I need some help in understanding Week 1, Exercise 2 sampling
When doing forward pass, shape of y is (27, 100). Why should y be 2D array? If y is the probability of an index, it should be a 1D array of shape 27.
I need some help in understanding Week 1, Exercise 2 sampling
When doing forward pass, shape of y is (27, 100). Why should y be 2D array? If y is the probability of an index, it should be a 1D array of shape 27.
I have the same question, just to make sure I understand - at each time step, y should still just be an 1D array correct? One character (softmax probability) is the output of RNN at each timestep?

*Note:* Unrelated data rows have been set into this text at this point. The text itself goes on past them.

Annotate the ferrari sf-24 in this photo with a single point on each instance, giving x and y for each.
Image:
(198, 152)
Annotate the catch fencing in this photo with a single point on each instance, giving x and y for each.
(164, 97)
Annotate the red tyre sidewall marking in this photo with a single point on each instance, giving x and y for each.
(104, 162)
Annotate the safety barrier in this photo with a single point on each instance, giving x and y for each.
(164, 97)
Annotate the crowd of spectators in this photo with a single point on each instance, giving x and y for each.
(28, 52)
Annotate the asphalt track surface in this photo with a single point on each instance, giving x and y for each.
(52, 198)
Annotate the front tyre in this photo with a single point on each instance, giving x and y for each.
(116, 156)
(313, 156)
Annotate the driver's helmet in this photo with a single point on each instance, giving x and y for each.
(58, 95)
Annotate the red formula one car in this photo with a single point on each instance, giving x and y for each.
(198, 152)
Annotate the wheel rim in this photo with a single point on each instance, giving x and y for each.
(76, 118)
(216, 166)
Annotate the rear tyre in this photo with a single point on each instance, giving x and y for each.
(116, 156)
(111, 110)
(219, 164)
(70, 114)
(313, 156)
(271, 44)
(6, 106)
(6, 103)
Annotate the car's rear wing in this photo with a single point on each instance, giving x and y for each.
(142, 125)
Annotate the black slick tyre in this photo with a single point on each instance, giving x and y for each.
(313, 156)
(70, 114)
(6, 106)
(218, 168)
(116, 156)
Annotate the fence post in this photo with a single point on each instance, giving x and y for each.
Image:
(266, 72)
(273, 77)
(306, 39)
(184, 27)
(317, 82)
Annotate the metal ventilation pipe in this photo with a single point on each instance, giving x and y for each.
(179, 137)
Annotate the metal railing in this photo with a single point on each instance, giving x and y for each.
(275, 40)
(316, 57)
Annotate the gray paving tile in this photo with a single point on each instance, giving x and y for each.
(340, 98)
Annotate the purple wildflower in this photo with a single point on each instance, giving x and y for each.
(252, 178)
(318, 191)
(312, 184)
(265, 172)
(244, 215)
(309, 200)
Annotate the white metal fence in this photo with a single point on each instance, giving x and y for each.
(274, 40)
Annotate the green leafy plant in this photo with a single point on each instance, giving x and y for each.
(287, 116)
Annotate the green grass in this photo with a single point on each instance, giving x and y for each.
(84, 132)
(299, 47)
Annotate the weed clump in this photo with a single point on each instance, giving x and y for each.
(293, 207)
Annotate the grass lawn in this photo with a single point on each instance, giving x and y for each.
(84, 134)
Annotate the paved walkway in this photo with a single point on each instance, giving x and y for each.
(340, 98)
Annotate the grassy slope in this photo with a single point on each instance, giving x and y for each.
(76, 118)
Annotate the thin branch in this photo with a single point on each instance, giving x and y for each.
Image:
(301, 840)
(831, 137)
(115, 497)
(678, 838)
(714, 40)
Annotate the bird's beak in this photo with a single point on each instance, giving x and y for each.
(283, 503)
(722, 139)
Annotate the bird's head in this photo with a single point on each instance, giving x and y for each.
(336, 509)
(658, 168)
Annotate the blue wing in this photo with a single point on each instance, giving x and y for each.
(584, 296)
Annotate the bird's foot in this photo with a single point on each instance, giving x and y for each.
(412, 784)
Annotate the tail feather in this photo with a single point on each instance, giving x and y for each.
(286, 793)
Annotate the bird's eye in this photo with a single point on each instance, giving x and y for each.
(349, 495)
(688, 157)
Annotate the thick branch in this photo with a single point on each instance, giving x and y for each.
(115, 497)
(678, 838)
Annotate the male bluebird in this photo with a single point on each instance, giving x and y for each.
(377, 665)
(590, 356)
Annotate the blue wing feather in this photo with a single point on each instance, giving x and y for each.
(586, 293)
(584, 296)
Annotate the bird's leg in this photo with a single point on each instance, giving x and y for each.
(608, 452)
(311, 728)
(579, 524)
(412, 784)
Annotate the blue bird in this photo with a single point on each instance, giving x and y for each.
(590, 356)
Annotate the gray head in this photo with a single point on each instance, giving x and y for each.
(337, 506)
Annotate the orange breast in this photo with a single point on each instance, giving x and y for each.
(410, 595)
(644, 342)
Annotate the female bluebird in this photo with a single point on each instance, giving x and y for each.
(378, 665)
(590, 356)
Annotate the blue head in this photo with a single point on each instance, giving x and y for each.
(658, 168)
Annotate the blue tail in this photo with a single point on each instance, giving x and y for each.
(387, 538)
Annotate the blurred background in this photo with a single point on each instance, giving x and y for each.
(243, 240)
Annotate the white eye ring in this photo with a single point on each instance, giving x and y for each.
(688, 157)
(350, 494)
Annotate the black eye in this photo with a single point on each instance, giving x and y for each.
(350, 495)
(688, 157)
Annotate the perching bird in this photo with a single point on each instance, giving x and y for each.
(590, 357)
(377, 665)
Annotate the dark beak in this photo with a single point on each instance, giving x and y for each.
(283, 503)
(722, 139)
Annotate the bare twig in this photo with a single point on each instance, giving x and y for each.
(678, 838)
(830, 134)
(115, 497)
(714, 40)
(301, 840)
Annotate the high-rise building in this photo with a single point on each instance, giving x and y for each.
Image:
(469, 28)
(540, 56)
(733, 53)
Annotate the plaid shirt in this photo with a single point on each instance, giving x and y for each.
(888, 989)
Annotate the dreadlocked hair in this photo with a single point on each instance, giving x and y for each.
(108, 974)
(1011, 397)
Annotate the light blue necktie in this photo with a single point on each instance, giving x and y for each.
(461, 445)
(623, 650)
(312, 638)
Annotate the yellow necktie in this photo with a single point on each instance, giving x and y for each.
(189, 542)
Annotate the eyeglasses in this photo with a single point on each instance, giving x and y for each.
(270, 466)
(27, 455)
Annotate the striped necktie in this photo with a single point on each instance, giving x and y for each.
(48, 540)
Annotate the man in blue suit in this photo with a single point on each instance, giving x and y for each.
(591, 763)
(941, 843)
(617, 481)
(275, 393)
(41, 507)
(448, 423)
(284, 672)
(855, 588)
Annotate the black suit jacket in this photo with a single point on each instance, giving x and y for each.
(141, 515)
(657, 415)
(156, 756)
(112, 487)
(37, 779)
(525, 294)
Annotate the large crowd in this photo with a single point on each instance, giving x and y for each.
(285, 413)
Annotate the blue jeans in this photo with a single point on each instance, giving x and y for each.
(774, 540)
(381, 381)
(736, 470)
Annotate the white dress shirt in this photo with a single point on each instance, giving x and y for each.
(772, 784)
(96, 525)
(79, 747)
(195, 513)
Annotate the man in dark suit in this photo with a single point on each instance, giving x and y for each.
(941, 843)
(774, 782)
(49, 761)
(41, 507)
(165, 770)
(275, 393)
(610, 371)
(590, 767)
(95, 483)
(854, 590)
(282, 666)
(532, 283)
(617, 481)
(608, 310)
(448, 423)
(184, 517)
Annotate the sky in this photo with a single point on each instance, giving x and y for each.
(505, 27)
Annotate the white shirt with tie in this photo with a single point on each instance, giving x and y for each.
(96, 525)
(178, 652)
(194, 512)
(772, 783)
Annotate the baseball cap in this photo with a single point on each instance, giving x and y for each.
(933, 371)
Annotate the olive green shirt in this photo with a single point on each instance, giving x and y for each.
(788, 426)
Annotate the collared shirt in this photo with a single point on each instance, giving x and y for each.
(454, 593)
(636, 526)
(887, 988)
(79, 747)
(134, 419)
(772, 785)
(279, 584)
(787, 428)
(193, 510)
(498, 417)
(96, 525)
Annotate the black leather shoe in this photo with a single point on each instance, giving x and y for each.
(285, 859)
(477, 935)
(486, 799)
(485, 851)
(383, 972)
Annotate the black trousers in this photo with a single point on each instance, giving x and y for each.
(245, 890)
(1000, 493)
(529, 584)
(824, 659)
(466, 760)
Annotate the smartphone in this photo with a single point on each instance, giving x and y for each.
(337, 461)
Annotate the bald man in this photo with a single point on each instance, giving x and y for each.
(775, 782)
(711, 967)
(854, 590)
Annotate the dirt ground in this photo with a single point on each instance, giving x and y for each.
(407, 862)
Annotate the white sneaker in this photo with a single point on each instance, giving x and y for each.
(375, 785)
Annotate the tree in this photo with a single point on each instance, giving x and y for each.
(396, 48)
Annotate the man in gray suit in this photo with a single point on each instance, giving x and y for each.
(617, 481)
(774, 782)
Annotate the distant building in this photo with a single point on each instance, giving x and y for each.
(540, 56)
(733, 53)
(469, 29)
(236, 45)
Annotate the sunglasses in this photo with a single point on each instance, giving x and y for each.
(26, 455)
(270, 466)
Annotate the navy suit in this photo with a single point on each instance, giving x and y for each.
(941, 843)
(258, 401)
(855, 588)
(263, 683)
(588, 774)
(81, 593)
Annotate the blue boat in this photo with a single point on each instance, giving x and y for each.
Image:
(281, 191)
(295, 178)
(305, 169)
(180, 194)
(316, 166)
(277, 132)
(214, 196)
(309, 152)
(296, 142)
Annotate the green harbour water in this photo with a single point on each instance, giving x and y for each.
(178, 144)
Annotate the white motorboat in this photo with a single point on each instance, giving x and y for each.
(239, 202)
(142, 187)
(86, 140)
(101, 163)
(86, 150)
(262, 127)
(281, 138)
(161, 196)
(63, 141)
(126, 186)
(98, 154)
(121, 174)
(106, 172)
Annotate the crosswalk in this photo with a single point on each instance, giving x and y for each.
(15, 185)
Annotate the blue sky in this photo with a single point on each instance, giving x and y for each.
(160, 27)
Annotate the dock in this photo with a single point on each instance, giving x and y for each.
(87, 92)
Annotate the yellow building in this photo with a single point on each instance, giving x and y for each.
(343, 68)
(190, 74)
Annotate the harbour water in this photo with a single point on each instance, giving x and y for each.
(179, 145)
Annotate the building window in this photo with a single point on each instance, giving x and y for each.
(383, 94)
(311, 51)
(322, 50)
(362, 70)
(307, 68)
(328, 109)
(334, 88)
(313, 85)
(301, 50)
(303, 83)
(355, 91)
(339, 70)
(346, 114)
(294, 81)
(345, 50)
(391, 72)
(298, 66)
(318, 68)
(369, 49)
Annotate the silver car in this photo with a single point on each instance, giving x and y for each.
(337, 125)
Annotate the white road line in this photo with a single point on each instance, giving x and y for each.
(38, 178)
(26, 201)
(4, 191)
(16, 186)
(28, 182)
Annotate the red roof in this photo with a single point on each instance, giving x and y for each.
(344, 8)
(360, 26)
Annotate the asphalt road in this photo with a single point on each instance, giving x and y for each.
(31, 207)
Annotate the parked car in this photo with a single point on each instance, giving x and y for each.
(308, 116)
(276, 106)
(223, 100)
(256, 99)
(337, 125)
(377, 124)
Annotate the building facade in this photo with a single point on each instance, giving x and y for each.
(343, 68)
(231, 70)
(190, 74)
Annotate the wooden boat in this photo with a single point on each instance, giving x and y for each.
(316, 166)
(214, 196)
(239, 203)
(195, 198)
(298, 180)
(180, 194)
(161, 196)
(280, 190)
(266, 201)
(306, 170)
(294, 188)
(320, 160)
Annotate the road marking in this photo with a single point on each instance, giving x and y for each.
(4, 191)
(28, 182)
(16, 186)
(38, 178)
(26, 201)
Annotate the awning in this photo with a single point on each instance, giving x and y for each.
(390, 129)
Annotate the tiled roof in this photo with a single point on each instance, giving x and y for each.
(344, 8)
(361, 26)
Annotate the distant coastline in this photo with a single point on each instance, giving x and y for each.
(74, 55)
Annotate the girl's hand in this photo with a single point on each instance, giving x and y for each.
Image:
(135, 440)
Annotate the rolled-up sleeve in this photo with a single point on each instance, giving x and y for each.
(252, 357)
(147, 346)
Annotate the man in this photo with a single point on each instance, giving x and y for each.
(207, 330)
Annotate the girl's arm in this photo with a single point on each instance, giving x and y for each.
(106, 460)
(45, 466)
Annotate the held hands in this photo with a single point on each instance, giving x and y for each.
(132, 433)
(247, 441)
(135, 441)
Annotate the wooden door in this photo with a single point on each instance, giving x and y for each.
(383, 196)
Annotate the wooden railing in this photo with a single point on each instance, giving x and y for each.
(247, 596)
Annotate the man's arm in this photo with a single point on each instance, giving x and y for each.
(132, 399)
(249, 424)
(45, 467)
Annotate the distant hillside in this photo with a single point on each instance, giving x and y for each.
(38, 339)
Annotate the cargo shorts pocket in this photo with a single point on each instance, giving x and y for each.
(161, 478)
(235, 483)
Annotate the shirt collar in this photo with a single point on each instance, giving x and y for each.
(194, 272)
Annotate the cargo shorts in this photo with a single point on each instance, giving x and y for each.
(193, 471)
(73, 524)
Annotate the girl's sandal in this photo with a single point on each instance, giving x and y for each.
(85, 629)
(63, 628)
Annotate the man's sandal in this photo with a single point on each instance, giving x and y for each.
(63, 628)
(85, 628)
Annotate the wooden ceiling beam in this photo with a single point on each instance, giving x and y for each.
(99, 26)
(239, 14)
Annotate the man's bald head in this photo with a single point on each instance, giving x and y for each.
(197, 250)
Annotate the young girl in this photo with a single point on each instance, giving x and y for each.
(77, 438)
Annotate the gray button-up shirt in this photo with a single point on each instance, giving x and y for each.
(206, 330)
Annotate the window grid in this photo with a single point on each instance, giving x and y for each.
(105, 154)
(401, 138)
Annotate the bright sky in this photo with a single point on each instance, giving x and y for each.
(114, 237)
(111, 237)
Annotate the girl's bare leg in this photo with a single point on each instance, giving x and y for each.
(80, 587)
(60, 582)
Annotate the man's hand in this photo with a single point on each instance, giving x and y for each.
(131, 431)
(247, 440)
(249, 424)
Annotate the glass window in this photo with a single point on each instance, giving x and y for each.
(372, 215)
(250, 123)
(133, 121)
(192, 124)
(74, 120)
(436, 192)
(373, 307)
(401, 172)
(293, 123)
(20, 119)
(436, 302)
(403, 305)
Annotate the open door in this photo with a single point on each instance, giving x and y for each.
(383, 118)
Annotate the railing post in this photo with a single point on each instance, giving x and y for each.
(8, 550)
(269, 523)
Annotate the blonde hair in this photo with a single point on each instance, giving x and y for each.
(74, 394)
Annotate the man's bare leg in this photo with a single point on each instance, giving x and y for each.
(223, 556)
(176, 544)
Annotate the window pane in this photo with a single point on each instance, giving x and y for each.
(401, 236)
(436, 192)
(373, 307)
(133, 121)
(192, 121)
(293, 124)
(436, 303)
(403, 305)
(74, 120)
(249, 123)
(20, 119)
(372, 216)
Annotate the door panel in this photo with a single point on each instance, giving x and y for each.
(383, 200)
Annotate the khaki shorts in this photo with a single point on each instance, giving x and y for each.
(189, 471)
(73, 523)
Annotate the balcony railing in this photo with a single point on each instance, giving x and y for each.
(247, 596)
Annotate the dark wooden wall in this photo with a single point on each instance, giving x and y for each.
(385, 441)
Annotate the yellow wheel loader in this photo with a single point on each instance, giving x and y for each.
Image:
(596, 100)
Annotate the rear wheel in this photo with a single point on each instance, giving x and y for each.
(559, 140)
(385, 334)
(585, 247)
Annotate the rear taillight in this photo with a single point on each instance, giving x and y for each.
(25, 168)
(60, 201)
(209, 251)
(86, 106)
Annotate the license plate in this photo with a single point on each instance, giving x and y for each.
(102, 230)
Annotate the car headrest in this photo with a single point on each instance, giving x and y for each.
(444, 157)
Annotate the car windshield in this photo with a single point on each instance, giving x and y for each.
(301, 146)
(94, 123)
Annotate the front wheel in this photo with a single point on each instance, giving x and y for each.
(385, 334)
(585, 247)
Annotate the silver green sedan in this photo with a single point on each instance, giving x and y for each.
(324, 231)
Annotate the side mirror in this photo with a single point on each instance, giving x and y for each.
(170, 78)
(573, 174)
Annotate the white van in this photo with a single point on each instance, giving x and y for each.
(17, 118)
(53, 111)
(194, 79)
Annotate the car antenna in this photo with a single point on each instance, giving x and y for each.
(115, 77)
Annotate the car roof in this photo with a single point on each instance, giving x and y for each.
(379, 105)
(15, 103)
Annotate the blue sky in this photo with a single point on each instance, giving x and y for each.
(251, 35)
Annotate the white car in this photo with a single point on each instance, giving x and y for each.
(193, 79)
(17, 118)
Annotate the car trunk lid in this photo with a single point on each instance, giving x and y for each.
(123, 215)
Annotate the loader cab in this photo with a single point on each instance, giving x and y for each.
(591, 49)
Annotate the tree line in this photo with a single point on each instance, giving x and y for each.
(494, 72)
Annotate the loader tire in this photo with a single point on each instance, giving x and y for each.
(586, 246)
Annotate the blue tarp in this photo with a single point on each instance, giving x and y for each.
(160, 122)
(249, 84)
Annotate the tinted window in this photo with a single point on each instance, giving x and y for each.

So if y is 27x100, is that for time steps (or T_y) for 100?
@paulinpaloalto Thank you very much.
My issue was incorrectly initializing a_prev and x as 1-D arrays instead of 2D arrays eg (27,) instead of (27,1). This caused numpy to cast the other columns, which resulted in y.shape=(27,100) in each time step! I have since fixed it but I think @vijayst might have faced a similar issue if y shape within the while loop is showing (27,100).
My apologies: I misunderstood what the original question was about. I thought you were talking about y values in general. In the specific case of the Dinosaurus Island Assignment, exercise 2, the sample function, it is the case that you’re doing one step at a time. The 100 value there is the size of the “hidden state”, not the number of steps. The output y value in each iteration of the loop should be 27 x 1. If you end up with 27 x 100, it means your code is wrong. Check the “dimensional analysis” on the main formulas being implemented there. I added print statements to show the dimensions:
Wax (100, 27) x (27, 1) Waa (100, 100) a_prev (100, 1)
Wya (27, 100) x (100, 1) + by (27, 1)
y.shape (27, 1)
len(y) 27
len(y.ravel()) 27
type(y.ravel()) <class 'numpy.ndarray'>
So if you dot 100 x 27 with 27 x 1, you get 100 x 1.
Then you dot 100 x 100 with 100 x 1 and get 100 x 1 again and adding 100 x 1 with 100 x 1 stays 100 x 1.
Then you dot 27 x 100 with 100 x 1 and end up with 27 x 1 which is the shape of the answer.
So you need to figure out where in the above sequence you go off the rails if you don’t end up with 27 x 1.
Thank you @paulinpaloalto @nvarma I understood it better. And yes, the problem was initialising with a 1D vector instead of a 2D array.